According to available financial intelligence, management has prioritized a conservative debt profile with a 2.41% debt-to-equity ratio, yet the upcoming Q1 2025 launch of the Openwindow project represents a high-stakes deployment of capital that remains unproven in its ability to generate positive returns.

The current cash reserve of $3.75M appears modest relative to the potential costs of launching a new industrial processing segment. Investors should monitor whether management chooses to preserve this liquidity or if the project's capital requirements necessitate dilutive financing, which would alter the current low-leverage profile.

Obscured Risks in Lease Obligations

As reported in financial summaries, the company's reliance on leased vessels may obscure the true cash flow impact of fixed obligations, as these off-balance-sheet commitments are not fully captured in traditional debt metrics despite their material influence on the firm's ongoing liquidity and operational flexibility.

The 21.32% revenue decline highlights the danger of a rigid cost structure where fixed lease payments must be met regardless of charter market performance. This creates a potential cash flow mismatch that is not immediately apparent from the low debt-to-equity ratio, warranting further investigation into the specific terms of these charter agreements.
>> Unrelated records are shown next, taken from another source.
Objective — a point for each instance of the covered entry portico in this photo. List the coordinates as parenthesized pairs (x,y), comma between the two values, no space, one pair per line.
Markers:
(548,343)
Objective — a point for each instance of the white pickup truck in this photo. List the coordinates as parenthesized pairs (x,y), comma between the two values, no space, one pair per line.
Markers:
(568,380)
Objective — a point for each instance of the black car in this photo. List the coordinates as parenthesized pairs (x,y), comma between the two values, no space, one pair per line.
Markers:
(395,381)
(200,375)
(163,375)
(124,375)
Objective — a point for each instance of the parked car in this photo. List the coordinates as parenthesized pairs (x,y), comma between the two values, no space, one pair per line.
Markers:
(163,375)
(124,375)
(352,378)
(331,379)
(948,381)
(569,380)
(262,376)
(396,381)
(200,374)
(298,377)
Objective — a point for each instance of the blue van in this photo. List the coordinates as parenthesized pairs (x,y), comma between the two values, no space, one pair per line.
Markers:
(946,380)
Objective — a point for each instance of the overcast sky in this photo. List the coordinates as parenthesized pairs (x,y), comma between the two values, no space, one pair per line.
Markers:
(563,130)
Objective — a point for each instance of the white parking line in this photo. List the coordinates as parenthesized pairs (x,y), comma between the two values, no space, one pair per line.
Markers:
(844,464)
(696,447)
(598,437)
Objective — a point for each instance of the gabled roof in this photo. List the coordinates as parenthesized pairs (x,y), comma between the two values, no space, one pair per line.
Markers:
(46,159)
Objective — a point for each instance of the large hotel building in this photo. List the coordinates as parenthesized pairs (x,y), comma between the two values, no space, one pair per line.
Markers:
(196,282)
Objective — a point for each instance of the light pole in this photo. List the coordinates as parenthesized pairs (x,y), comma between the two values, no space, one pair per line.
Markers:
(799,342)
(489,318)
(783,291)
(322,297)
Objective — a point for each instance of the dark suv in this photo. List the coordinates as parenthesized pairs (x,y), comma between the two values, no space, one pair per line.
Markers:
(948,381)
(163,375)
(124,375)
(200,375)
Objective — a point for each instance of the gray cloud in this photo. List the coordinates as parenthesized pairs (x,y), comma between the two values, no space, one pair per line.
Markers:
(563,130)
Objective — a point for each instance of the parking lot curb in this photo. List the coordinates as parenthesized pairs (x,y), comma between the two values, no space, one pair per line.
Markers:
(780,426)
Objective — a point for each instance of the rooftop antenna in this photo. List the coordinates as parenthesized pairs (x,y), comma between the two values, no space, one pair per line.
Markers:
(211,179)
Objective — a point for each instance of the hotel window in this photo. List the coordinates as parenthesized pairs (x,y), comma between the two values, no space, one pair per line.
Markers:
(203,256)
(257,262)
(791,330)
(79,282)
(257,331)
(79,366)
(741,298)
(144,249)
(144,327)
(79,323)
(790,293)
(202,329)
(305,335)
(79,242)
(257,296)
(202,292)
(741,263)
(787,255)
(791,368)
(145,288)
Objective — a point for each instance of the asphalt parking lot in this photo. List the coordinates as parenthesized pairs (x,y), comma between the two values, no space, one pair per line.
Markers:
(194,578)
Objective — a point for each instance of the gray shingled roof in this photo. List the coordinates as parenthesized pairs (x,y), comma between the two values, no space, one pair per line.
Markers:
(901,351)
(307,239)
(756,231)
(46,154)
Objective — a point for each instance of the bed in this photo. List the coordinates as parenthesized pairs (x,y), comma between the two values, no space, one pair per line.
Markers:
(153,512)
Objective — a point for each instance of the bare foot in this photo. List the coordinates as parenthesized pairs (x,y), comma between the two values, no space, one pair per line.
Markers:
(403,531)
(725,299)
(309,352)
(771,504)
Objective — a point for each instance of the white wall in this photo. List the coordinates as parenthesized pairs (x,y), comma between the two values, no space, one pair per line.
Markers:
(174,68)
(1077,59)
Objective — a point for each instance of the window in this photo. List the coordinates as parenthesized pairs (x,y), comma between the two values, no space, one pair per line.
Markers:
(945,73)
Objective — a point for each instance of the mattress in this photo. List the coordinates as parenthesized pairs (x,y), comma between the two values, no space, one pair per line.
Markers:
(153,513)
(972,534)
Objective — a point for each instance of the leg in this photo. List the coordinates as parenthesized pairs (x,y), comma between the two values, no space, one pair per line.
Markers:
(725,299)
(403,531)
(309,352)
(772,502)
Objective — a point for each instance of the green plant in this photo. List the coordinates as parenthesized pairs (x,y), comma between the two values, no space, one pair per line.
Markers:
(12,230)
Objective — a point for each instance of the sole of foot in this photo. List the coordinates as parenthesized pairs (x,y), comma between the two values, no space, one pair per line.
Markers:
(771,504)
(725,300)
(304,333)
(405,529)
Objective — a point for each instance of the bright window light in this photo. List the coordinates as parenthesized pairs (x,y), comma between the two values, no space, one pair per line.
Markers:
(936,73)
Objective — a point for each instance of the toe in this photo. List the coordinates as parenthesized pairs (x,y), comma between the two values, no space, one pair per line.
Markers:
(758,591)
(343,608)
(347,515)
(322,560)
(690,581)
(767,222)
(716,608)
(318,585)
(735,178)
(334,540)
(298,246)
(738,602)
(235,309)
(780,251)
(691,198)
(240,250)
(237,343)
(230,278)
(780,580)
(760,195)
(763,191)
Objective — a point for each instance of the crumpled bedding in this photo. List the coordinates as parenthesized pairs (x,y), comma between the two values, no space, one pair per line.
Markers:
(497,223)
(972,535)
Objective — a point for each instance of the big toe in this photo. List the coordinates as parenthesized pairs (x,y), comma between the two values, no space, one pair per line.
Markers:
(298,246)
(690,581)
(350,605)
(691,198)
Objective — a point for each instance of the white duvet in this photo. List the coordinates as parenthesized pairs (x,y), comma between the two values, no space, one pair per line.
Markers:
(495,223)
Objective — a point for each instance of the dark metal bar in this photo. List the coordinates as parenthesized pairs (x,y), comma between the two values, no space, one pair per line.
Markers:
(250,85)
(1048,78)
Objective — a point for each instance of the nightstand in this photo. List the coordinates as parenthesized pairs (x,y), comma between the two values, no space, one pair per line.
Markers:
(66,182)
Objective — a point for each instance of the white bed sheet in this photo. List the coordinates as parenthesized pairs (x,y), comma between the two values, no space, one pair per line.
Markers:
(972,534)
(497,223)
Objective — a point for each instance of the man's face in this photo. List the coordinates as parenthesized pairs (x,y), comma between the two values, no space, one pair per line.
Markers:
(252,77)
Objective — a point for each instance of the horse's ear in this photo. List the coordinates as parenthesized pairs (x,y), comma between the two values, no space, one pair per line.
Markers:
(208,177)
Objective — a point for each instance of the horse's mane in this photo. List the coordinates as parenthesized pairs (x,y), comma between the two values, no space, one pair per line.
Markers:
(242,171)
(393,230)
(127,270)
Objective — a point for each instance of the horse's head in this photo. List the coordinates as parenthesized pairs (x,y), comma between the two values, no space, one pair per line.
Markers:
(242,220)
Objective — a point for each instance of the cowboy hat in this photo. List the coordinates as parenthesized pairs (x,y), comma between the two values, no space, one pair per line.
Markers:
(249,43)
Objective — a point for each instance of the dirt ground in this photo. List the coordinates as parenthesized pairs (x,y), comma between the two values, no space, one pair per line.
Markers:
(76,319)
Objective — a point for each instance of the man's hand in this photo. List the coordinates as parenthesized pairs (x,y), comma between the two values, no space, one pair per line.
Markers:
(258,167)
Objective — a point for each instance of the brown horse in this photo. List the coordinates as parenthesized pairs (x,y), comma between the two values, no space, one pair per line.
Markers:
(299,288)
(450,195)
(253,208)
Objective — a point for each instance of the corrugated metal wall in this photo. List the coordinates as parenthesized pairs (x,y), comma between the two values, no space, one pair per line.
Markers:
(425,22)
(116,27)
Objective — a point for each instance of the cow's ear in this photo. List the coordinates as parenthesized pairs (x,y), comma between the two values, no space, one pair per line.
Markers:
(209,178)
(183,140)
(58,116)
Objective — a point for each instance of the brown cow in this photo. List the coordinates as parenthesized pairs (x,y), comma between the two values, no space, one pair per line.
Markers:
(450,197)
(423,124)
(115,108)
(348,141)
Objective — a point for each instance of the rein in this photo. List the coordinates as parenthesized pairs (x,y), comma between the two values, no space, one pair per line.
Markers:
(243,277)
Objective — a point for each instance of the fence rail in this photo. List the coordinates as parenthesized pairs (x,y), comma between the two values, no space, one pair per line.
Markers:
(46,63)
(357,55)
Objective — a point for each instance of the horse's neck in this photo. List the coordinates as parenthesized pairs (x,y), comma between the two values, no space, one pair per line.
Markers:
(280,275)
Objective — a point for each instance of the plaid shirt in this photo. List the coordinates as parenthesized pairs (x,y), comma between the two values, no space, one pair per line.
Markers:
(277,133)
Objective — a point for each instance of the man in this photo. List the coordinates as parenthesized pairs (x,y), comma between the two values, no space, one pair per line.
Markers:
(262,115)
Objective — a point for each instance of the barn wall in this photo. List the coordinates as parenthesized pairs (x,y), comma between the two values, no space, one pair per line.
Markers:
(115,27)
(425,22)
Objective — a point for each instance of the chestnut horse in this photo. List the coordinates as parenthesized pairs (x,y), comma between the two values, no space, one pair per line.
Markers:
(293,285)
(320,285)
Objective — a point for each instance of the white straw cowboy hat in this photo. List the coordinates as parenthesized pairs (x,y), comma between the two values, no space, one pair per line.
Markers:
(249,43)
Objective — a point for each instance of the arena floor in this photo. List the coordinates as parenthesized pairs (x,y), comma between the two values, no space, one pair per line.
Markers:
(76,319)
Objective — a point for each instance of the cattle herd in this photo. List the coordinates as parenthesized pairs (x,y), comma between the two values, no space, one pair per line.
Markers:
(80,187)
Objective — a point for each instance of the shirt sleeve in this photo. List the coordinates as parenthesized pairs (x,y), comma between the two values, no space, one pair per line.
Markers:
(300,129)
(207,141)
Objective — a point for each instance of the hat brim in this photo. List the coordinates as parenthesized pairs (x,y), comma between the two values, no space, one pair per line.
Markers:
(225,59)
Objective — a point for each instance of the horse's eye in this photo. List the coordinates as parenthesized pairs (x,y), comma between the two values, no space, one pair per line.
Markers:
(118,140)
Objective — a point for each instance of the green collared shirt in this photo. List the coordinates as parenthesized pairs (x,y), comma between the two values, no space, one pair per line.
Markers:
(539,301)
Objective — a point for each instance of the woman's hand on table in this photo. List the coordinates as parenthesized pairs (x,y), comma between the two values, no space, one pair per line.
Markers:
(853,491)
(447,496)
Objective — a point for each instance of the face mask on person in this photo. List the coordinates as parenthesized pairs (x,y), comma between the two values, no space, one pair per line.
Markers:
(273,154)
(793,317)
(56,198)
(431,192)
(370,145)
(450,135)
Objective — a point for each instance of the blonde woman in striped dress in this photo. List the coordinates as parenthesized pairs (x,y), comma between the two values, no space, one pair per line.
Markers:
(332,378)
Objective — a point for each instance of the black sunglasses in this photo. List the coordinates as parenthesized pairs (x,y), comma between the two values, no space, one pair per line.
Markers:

NCT — Frequently Asked Questions

Quick answers to the most common questions about buying NCT stock.

How much cash does Intercont (Cayman) Limited Ordinary shares (NCT) generate from operations?

Intercont (Cayman) Limited Ordinary shares (NCT) generated $6.5M in net cash from operating activities in 2023. This reflects the cash generated directly from core business operations.

What is Intercont (Cayman) Limited Ordinary shares's free cash flow?

Intercont (Cayman) Limited Ordinary shares (NCT) generated $6.5M in free cash flow in 2023. Free cash flow is the cash left over after capital expenditures, which can be used to pay dividends, repurchase shares, or pay down debt.

What is Intercont (Cayman) Limited Ordinary shares's capital expenditure (CapEx)?

Intercont (Cayman) Limited Ordinary shares (NCT) spent $0.0M on capital expenditures in 2023. CapEx represents the cash invested in physical assets like property, plant, and equipment to maintain or grow the business.

How does Intercont (Cayman) Limited Ordinary shares distribute cash to shareholders?

In 2023, Intercont (Cayman) Limited Ordinary shares (NCT) returned $11.8M to shareholders via cash dividends. This shows the company's commitment to returning capital to its equity investors.